The hotel arranged our transportation to the park, and then dropped us off, planning to come back and get us about 12:30pm (the drop off was at about 9:15). Oh, plenty of time – maybe too much we’re thinking… Well, it wasn’t too much. The walk was quite strenuous…walking across the suspended bridges was a breeze compared to hiking up the mountains and down the mountains on very rocky and uneven trails. There were steps, but I am not sure if it made things easier or worse.

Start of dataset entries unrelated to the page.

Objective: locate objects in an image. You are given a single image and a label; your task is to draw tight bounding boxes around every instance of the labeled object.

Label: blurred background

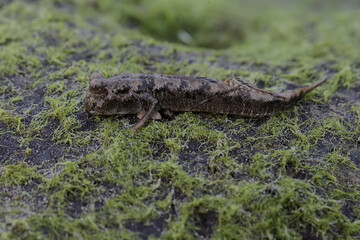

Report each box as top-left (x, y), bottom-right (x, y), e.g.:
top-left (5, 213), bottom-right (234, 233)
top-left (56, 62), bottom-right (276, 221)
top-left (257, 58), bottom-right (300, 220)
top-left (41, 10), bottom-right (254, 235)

top-left (58, 0), bottom-right (360, 49)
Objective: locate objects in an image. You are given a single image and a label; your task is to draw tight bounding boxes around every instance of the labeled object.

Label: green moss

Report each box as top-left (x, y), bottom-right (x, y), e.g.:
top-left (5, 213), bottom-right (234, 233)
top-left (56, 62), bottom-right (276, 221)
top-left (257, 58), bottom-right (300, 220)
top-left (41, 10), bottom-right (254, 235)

top-left (0, 0), bottom-right (360, 239)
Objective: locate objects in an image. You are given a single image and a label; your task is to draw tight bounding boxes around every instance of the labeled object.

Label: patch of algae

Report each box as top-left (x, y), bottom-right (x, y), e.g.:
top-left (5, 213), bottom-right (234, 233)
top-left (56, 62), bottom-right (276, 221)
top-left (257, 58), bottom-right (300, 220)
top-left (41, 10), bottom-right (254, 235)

top-left (0, 0), bottom-right (360, 239)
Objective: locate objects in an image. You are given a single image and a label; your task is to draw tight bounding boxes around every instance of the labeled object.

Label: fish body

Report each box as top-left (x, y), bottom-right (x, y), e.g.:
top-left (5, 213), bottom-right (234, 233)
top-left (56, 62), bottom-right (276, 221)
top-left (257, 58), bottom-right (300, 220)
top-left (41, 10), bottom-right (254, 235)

top-left (85, 73), bottom-right (326, 129)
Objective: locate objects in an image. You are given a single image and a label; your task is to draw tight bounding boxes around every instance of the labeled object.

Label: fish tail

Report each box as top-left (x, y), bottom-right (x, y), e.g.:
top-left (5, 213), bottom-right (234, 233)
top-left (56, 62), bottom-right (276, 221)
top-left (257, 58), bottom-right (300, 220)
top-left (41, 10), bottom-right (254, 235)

top-left (277, 77), bottom-right (327, 108)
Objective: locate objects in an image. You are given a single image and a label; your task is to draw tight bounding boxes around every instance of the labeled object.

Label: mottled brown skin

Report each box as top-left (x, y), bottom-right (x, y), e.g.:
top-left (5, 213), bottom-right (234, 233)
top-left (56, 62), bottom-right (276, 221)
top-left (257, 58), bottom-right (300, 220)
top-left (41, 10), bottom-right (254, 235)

top-left (85, 73), bottom-right (326, 130)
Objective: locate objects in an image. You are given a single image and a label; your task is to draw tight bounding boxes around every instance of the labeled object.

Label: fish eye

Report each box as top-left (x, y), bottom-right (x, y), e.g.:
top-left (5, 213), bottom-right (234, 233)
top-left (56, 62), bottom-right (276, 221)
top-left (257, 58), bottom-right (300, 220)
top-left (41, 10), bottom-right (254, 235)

top-left (89, 78), bottom-right (106, 94)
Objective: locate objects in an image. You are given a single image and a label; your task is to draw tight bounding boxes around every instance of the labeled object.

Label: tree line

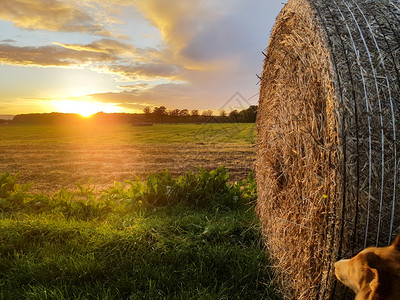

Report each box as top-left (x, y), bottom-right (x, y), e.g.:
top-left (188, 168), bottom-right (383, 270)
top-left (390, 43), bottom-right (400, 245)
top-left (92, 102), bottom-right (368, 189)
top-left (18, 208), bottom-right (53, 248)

top-left (7, 105), bottom-right (257, 124)
top-left (143, 105), bottom-right (257, 123)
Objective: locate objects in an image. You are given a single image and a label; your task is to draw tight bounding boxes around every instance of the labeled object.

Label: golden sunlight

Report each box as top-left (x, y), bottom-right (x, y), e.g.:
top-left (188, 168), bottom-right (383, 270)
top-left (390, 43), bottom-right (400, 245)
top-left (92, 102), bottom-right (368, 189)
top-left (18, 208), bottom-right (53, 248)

top-left (54, 99), bottom-right (120, 117)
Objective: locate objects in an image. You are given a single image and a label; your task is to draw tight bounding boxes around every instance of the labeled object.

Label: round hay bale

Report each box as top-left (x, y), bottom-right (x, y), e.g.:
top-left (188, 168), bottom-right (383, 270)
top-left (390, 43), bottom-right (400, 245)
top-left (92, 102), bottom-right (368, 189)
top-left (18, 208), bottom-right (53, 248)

top-left (256, 0), bottom-right (400, 299)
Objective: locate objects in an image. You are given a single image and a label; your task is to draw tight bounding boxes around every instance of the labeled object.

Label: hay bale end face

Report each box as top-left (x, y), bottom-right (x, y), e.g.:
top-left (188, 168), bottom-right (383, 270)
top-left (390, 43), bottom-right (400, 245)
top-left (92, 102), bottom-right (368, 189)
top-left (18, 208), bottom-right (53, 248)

top-left (256, 0), bottom-right (400, 299)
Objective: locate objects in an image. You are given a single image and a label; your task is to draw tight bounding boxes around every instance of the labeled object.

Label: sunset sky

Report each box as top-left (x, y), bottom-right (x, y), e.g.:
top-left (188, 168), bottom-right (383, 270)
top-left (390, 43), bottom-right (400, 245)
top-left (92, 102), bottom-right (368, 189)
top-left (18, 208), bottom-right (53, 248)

top-left (0, 0), bottom-right (283, 115)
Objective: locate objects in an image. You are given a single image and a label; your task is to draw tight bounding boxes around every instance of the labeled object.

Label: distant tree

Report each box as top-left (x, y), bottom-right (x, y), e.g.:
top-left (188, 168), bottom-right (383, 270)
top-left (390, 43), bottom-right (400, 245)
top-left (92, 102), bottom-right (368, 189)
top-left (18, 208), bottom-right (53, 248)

top-left (153, 106), bottom-right (167, 122)
top-left (153, 106), bottom-right (167, 116)
top-left (168, 108), bottom-right (180, 117)
top-left (229, 109), bottom-right (239, 122)
top-left (201, 109), bottom-right (213, 117)
top-left (179, 108), bottom-right (189, 117)
top-left (143, 106), bottom-right (151, 115)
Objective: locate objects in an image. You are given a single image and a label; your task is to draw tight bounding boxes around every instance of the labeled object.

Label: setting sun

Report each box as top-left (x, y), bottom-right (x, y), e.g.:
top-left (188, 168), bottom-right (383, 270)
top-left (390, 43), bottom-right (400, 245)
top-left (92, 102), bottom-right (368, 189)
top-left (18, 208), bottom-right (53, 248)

top-left (54, 100), bottom-right (120, 117)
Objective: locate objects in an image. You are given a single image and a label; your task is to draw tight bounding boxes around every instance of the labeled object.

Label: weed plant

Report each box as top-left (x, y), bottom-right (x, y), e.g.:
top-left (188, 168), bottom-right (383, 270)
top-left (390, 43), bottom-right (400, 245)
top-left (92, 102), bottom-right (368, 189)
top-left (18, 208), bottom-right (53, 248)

top-left (0, 167), bottom-right (280, 300)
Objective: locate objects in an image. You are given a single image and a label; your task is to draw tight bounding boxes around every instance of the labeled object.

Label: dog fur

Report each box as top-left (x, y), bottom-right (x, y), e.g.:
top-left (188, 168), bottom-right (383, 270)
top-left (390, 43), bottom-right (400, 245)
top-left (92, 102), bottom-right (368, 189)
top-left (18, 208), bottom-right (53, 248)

top-left (335, 234), bottom-right (400, 300)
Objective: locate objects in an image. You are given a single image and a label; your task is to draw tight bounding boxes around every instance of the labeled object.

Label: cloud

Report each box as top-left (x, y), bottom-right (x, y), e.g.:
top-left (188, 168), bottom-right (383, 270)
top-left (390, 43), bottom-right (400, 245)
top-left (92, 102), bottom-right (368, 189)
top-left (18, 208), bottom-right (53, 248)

top-left (0, 0), bottom-right (112, 36)
top-left (0, 39), bottom-right (17, 44)
top-left (0, 44), bottom-right (113, 67)
top-left (106, 63), bottom-right (181, 81)
top-left (53, 39), bottom-right (136, 57)
top-left (0, 39), bottom-right (182, 81)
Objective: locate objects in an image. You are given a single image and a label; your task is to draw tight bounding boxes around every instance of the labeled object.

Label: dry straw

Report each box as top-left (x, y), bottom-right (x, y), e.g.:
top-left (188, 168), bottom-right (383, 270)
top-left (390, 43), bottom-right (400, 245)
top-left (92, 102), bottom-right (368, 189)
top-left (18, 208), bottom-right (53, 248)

top-left (256, 0), bottom-right (400, 299)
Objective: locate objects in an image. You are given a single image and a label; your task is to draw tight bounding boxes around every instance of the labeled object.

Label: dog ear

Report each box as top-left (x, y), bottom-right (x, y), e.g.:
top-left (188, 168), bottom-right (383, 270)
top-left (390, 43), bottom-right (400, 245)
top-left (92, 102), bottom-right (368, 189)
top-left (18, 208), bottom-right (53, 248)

top-left (392, 234), bottom-right (400, 251)
top-left (365, 252), bottom-right (381, 300)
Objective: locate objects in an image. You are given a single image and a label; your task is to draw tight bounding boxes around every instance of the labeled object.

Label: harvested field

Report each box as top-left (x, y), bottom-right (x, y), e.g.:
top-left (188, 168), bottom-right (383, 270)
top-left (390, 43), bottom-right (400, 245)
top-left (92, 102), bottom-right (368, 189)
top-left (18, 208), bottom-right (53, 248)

top-left (0, 124), bottom-right (255, 193)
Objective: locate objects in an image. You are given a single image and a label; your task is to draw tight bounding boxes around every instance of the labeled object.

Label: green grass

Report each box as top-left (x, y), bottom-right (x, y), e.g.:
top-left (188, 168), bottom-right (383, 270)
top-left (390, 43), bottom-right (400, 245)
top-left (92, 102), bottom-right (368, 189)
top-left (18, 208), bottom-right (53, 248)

top-left (0, 167), bottom-right (280, 300)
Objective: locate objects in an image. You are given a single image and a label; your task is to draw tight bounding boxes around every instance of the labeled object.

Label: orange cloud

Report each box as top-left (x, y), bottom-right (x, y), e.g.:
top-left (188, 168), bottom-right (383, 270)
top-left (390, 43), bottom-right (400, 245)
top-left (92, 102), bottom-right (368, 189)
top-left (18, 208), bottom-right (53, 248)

top-left (0, 44), bottom-right (113, 67)
top-left (53, 39), bottom-right (136, 56)
top-left (0, 0), bottom-right (112, 36)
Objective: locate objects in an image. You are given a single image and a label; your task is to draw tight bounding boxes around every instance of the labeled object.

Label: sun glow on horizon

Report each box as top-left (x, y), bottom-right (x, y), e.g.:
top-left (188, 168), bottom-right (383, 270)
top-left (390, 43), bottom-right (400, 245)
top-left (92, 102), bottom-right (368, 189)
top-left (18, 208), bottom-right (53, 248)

top-left (54, 99), bottom-right (122, 117)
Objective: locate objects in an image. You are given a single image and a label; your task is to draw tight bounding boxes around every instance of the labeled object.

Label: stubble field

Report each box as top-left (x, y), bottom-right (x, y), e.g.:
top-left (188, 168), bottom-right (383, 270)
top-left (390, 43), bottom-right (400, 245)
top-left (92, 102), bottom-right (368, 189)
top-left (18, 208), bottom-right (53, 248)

top-left (0, 124), bottom-right (255, 193)
top-left (0, 124), bottom-right (282, 300)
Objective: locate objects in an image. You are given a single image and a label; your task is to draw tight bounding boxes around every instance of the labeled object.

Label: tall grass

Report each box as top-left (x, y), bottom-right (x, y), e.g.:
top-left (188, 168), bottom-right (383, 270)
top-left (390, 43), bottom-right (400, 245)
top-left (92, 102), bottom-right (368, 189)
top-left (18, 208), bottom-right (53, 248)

top-left (0, 168), bottom-right (279, 299)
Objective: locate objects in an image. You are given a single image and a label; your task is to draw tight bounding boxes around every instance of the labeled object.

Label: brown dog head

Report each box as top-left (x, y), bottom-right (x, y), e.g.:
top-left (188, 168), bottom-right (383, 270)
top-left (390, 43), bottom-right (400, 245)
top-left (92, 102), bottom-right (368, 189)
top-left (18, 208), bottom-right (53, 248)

top-left (335, 235), bottom-right (400, 300)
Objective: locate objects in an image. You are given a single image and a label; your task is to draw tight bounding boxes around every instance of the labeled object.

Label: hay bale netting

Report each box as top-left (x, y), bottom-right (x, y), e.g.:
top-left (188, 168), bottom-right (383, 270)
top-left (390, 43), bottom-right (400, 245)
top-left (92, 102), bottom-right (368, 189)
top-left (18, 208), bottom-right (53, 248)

top-left (256, 0), bottom-right (400, 299)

We didn’t see any animals, which was the big disappointment for me. We could hear plenty of birds and insects, but we saw nary a one. The vegetation was very thick in most places, but even the shade didn’t mitigate the heat very much and we stopped as often to cool down as we did to rest. When we finally arrived at the “mirador” where there was nothing but views and warm bottled water, we decided that Marshall and Juanita would take a truck back to the base. I wanted to continue since it was all downhill from there and I still had hopes of seeing something. Gerry accompanied me. Juanita and Marshall probably would have been better off staying with us as they had to descend a leaf covered trail that was quite treacherous to get to the pick-up point, and we had one last suspension bridge and then steps down, down, down to a nice road that is used for those who opt to go through on horseback. We saw almost no wildlife – just a pair of woodpeckers and a horse in a field.

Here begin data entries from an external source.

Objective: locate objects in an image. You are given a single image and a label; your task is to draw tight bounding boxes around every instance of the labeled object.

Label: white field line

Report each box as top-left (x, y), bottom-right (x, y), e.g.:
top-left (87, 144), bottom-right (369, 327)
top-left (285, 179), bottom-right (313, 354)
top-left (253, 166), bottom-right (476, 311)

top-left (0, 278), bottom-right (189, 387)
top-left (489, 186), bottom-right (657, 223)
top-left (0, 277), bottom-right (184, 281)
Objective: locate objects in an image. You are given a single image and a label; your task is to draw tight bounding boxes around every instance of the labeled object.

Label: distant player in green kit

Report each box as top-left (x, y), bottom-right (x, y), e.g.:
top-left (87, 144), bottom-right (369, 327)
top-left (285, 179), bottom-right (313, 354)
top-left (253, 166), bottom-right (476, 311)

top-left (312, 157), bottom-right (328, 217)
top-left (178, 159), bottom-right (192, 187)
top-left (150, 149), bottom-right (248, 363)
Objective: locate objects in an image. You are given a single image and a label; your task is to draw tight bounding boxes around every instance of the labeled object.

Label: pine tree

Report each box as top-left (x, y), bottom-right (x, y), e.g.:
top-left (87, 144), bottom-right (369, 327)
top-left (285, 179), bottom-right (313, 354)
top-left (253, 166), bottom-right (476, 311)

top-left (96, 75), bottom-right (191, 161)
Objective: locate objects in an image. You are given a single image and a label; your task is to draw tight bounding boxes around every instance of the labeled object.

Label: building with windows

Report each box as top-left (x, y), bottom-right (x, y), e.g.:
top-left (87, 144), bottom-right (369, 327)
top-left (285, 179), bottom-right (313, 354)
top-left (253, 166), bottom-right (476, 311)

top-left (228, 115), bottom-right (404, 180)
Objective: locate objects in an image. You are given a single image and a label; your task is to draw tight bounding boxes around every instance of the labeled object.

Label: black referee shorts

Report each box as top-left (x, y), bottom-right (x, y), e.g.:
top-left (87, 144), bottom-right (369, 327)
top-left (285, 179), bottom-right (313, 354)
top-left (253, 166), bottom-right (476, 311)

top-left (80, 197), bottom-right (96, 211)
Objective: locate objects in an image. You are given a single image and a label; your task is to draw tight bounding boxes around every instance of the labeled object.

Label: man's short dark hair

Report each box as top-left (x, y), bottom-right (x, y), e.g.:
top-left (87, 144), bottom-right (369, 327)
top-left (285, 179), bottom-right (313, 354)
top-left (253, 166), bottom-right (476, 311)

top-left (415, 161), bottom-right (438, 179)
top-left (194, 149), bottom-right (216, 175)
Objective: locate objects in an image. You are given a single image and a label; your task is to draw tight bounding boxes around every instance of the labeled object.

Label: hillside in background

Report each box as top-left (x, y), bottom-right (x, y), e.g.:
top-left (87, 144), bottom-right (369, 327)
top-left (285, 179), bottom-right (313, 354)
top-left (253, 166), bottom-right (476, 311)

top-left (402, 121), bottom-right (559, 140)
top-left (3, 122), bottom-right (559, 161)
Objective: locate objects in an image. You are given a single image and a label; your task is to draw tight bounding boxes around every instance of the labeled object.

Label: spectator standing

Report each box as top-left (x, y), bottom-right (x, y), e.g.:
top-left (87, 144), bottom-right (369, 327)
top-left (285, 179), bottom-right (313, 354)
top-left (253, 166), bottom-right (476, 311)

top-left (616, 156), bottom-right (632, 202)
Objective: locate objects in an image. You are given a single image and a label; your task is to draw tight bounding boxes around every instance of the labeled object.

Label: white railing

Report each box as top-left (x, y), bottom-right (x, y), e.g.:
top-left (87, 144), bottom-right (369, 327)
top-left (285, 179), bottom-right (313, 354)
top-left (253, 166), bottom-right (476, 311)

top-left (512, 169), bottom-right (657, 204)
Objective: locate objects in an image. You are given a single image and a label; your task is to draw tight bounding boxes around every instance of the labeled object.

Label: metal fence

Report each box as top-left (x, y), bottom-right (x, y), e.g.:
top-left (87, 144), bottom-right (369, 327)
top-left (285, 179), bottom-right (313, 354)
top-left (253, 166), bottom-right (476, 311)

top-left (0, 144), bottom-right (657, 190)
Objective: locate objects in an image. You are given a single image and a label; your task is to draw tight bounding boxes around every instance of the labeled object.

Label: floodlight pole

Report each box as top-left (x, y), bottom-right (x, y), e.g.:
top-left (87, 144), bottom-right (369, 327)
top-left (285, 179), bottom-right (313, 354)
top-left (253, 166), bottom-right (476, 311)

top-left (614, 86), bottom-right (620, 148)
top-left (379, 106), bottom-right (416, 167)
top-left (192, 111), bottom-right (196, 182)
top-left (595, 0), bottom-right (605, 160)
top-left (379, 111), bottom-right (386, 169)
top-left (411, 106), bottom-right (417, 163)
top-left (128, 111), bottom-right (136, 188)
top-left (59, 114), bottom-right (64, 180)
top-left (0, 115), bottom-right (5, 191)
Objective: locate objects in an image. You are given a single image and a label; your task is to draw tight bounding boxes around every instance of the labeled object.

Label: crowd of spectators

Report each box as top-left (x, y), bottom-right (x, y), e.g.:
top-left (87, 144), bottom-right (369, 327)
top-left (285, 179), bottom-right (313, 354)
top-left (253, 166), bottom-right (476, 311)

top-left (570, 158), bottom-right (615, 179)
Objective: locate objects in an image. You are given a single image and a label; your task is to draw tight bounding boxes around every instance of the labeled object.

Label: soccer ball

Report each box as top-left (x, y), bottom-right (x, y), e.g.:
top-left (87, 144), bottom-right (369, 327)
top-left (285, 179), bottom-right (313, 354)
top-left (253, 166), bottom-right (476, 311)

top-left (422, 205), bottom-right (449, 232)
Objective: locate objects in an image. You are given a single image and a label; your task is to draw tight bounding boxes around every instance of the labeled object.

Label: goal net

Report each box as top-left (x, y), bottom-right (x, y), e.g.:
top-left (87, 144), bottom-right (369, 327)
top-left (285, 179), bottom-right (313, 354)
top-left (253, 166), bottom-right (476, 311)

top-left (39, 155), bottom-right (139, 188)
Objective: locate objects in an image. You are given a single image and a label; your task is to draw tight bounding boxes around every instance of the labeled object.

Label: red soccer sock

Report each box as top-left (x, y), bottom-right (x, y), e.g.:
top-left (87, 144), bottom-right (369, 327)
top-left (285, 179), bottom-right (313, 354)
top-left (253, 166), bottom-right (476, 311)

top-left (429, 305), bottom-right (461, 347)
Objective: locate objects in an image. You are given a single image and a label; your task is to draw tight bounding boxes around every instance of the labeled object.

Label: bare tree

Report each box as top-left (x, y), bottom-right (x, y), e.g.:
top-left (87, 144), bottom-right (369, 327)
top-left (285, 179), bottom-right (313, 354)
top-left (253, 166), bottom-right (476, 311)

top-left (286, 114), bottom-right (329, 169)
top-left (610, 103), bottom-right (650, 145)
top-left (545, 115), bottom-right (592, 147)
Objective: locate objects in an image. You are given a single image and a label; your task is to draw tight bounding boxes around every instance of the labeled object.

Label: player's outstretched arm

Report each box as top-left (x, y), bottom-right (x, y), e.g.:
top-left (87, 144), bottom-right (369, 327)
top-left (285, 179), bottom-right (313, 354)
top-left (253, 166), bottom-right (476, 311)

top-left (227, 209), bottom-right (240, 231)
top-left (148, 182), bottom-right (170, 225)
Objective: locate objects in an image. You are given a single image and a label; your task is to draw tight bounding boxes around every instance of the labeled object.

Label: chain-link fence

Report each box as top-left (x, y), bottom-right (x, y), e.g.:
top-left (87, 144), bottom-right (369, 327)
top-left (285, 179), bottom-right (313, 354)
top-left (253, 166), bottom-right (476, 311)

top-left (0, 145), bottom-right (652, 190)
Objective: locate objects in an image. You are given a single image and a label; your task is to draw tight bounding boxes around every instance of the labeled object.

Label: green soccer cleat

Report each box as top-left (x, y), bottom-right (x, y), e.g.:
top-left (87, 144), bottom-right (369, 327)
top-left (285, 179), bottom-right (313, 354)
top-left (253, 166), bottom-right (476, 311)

Back at the main entrance, Marshall, Juanita and Gerry each had a beer and we laughed at the monkey who was in the dining room up on the rafters. Apparently, he is well-known to the people who work there and is well-known for being misbehaved. He lives on a little island about 100 yards from the visitors’ center, and was chased back there and assisted across the moat with a wooden plank bridge that had obviously been used many times before for the same purpose. Both monkey and employee seemed to know the drill by heart!

Back in civilization, we cleaned up and went to Capitan Tortuga for lunch – pizzas and beer! Then it was naptime (need I say again that the heat here is incredibly draining!). Juanita took off for an adventure of her own to have her hair done is Santa Elena via tuk-tuk! The hairdresser actually came to Flores via tuk-tuk to pick her up! All in all, tuk-tuks included, she spent less than $7. Can you beat that?

Our evening’s entertainment involved a bottle of wine and a boat ride on the lake at sunset. Sound nice? It was. Our boat driver was very informative and we really enjoyed the sightseeing around the lake. The water was very calm and the air out on the lake was cooler (note: not cool) and refreshing. The driver dropped us off mid-bridge and we walked to the Santa Elena side to try Pollo Campero (the local version of KFC – now in 28 countries!) I hate to say it, but it was one of the best meals we have had in Guatemala – the food here has not been very good (and I remember that from my first trip here too). We have had really good food, but always in very exclusive restaurants, ie Casa Santa Domingo and Meson Panza Verde in Antigua.

After Pollo Campero we walked back across the bridge to Flores, stopping in the middle to get Ice Cream from Sarita – purported to be great ice cream. It was! But it melted so fast in the heat, that we really had to eat it fast! Once again an early evening, Marshall and Juanita are leaving at 7:00 in the morning.